Thursday, February 25, 2010

Was Elijah Afraid?

This post was prompted by a remark that a friend posted on Facebook the other day. After events at Mt. Carmel, Jezebel sends a threat to Elijah (1 Kings 19:1-2). Verse 3 then begins, "Then he was afraid" (ESV). Or does it begin, "And when he saw that" (KJV and NKJV)? The difference here is as follows:

1) The Hebrew text was originally written with consonants only, as the vowels were understood. Later, as the knowledge of the language began to wane, a system was developed to mark the vowels so that the correct pronunciation of the text would not be lost.

2) The consonantal text at the beginning of 1 Kgs 19:3 reads vyr'. The standard Hebrew text with vowels has this as vayyar', which means "and he saw."

3) However, a few manuscripts of the vocalized text (i.e., the text with vowels) have it as vayyira', which means "and he feared."

4) This second reading is backed up by the Septuagint (the ancient Greek translation of the Old Testament, which has ephobethe "and he was afraid." "And he was afraid" is also found in the Syriac version and the Latin Vulgate.

5) However, if the reading should be "and he was afraid," the expected consonantal text would be vyyr', which would be vocalized as vayyiyra'. This is not what the vast majority of manuscripts have.

6) It is possible, perhaps even likely, that the problem originated with the Septuagint, where a less than fully careful translator simply misread the text (not entirely uncommon in the Septuagint version of 1 & 2 Kings). This mistake probably also lies behind the Syriac and Vulgate readings, because both of those versions were affected by the Septuagint.

In my estimation, the KJV/NKJV rendering is more likely correct.

What significance does this have interpreting the text? First, it removes fear as the primary motive for Elijah's flight. That is, he appears (from what we learn later in the story) to have been motivated more by pride (I alone am left), frustration (the showdown had convinced Ahab, but not Jezebel), and disappointment, than by fear. It is the resulting sense of failure that then drives him to Horeb.
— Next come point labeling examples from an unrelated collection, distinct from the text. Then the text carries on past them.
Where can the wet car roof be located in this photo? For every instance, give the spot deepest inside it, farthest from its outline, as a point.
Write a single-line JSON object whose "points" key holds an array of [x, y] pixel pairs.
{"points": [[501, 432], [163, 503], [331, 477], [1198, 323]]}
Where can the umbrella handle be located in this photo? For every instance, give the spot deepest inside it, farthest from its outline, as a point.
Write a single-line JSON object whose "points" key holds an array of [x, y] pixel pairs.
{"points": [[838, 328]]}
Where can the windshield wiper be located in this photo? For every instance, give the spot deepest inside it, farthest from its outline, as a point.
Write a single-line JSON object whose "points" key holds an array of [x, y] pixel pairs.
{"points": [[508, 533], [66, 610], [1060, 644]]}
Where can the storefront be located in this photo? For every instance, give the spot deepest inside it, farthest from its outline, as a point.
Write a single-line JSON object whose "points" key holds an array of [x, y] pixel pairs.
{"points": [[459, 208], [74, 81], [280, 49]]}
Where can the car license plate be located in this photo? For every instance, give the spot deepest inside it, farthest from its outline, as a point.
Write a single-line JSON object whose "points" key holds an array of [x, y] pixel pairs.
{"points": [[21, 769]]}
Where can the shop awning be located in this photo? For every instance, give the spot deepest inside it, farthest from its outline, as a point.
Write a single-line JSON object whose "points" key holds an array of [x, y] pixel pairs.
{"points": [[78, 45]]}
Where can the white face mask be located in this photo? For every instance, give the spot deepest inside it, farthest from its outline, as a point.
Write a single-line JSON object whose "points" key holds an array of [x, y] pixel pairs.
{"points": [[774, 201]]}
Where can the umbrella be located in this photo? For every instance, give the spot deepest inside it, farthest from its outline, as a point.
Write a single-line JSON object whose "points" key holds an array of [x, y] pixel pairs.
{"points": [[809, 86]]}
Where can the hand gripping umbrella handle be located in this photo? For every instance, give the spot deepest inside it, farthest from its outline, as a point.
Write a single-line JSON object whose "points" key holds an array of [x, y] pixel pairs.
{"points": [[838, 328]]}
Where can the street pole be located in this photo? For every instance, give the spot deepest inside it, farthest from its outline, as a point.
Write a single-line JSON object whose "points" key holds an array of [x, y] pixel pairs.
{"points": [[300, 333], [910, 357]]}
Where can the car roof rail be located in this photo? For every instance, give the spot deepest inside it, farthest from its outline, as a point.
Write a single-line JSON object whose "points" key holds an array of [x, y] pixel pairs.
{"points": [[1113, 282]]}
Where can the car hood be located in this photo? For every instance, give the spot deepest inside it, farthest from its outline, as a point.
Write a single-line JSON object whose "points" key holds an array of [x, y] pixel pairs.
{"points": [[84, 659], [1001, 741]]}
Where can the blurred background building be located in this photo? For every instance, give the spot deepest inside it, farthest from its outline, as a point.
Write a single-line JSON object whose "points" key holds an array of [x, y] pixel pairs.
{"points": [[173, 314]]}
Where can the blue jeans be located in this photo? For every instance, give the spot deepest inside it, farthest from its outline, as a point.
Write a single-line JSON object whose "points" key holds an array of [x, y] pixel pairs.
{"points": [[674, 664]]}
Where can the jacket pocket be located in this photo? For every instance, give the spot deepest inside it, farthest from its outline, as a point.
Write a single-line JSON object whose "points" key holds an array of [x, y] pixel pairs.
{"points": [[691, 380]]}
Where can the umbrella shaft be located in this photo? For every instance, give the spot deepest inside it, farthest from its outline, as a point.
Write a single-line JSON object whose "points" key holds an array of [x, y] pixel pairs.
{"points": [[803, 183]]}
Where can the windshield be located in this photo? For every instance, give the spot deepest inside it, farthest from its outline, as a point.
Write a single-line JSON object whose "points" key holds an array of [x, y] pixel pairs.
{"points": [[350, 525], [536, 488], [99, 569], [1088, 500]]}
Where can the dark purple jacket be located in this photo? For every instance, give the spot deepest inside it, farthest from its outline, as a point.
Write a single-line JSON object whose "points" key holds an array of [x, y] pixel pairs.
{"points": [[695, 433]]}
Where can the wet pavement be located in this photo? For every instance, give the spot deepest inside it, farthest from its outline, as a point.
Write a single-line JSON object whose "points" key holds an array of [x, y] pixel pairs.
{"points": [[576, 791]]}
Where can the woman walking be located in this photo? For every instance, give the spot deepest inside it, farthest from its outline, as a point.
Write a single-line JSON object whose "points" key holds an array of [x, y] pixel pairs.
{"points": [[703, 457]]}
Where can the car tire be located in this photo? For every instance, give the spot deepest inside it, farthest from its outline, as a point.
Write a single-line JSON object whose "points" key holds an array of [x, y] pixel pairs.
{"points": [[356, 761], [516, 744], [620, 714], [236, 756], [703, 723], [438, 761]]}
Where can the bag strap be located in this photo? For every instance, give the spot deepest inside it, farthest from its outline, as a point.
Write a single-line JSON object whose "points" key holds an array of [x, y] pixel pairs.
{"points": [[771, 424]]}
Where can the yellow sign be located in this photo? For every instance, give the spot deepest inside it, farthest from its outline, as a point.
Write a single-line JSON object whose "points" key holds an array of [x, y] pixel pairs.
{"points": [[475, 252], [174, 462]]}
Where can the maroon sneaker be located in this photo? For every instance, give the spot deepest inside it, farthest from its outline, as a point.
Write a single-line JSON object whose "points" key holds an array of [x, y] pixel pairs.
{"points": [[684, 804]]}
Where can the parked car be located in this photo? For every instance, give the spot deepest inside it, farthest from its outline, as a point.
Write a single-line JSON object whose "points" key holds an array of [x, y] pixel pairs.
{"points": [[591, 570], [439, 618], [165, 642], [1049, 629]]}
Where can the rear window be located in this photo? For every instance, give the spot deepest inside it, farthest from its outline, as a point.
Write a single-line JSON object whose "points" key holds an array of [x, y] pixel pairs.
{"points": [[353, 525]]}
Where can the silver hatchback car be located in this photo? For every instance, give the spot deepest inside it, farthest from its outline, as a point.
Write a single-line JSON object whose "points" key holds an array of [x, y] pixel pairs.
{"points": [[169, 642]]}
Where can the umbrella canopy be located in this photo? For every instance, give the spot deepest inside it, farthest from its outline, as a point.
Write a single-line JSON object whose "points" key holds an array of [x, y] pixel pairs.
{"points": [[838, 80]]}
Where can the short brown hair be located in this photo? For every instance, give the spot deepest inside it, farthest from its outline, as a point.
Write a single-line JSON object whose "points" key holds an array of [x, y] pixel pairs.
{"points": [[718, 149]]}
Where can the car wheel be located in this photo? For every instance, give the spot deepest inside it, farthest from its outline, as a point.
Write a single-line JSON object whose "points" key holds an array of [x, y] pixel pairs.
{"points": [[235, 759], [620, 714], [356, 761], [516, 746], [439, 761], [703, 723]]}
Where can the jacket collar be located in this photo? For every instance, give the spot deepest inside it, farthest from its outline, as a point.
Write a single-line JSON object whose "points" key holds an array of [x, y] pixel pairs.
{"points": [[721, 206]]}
All that being said, most modern English versions reach the opposite conclusion from the one I have reached. Both formal equivalence translations (ESV, NASB, NAS(Update), Holman CSB, and NRSV) and dynamic equivalence translations (NIV, TNIV, NLT, etc.) have some variation on "Elijah was afraid."

1 comment:

Travis said...

very helpful, thank you. Is it safe to say that Elijah may well have been afraid, even if the Hebrew text does not explicitely state that? v. 3 notes that Elijah "ran for his life"; most often, those running for their life are also experiencing fear.